Московский князь спешно двинул к Оке все свои полки, опасаясь, что распаленный такими успехами Араб-Шах ринется и на его земли. Однако этого не произошло, отягощенные добычей татары ушли к низовьям Волги.

Встретившись в Серпухове с Владимиром, Дмитрий мрачно заметил ему:

— Видишь, что творится, брат. Хоть и расколота Орда между Арапшей и Мамаем, но и сей ослабленный зверь еще вельми силен. Чувствую, немало еще прольется русской крови в сечах с татарами. Сторицей отплатил нам Арапша за наш удачный поход на Булгар.

— Однако ж, опустошив Нижний Новгород, двинуться на Москву Арапша не решился, — сказал на это Владимир. — Стало быть, понимает Арапша, что сей орех ему не по зубам!

Глава восьмая. Наветы и подозрения

Москву заметает январская метель. На дворе митрополичьих палат стоят оседланные кони в богатой сбруе, укрытые длинными роскошными попонами с золотой бахромой. Князь московский с ближними боярами приехал к владыке Алексею, узнав, что старец совсем плох.

В митрополичьей опочивальне висит сладковатый аромат ладана и терпкий запах засушенных целебных трав. Медные светильники, заправленные льняным маслом, горят ровным неярким светом. В углу на поставце установлена большая икона Богородицы в золоченом окладе, рядом висит на цепочке серебряная лампадка, мигающая крошечным огоньком. Массивные дубовые своды спального покоя возвышаются шатром над постелью умирающего митрополита. Небольшие заледенелые снаружи окна еле-еле пропускают бледный свет холодного зимнего солнца.

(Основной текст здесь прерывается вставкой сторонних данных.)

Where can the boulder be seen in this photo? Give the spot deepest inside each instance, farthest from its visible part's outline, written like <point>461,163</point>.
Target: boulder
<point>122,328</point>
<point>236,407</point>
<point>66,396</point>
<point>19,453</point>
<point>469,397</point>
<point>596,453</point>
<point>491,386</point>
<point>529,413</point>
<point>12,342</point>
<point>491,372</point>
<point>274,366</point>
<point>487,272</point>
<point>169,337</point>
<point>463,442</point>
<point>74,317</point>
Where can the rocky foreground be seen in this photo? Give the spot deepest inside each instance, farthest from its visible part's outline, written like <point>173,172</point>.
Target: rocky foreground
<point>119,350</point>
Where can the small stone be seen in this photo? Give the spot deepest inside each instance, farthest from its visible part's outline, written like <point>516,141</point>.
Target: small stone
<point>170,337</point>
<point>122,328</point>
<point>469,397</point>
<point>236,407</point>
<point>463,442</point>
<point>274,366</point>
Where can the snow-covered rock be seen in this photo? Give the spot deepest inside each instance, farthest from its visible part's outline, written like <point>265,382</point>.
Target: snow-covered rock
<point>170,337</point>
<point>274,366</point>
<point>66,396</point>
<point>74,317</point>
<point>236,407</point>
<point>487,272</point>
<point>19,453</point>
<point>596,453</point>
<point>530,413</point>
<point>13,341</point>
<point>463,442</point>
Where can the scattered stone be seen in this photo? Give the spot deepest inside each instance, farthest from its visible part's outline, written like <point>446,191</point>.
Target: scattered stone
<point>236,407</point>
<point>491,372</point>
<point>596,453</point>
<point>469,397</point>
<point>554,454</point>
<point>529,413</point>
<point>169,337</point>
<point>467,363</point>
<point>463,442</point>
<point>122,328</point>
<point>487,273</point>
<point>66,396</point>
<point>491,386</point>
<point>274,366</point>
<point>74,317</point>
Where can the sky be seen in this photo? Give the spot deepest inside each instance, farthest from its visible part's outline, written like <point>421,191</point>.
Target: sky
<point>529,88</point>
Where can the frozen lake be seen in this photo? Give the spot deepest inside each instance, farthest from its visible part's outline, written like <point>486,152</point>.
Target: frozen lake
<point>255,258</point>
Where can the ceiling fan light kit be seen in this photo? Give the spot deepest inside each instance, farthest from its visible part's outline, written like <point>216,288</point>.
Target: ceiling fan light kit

Дмитрий и владыка Алексей ведут беседу наедине. Седобородый горбоносый старец лежит под одеялом из беличьих шкурок, опираясь на высоко взбитые подушки. Князь сидит на стуле рядом с кроватью. На нем длинная багряная свитка с яркими галунами на груди.

Свита княжеская расположилась в соседнем помещении. Бояре в роскошных одеяниях, подбитых мехом, восседают рядком на скамье, храня печальное молчание. Тут же два монаха в серых грубых рясах, сидя за столом, изготовляют из льняных нитей фитили для свечей. Старый лекарь, худой и согбенный, раскладывает по глиняным горшочкам пучки засушенных трав, собираясь готовить лечебный отвар. Мальчуган-послушник копошится возле печи, подбрасывая поленья в огонь. Глинобитная печь, побеленная известью, сильно дымит. Отрок то и дело протирает глаза кулаком. То же самое делают погруженные в молчание бояре с каменными лицами.

Голос у владыки Алексея слабый и слегка надтреснутый, но в его бледно-голубых глазах еще светится ум и решимость не сдаваться недугу.

— Рад тебя видеть во здравии, сын мой, — сказал митрополит. — Ведаю, хлопот на тебя свалилось немало. Второй год на Руси неурожай. В Литве неспокойно. Ордынцы набегами беспокоят…

— Кабы токмо это, отец мой. — Дмитрий тяжело вздохнул. — Измена, как змея, проникла в близкое мое окружение. Вот что горше всего!

— Измена?.. — насторожился седовласый владыка. — Опять Вельяминовы? Кто из них?

Дмитрий помедлил, словно раздумывая, говорить или нет, затем нехотя произнес:

— Брат мой Владимир зло против меня замышляет.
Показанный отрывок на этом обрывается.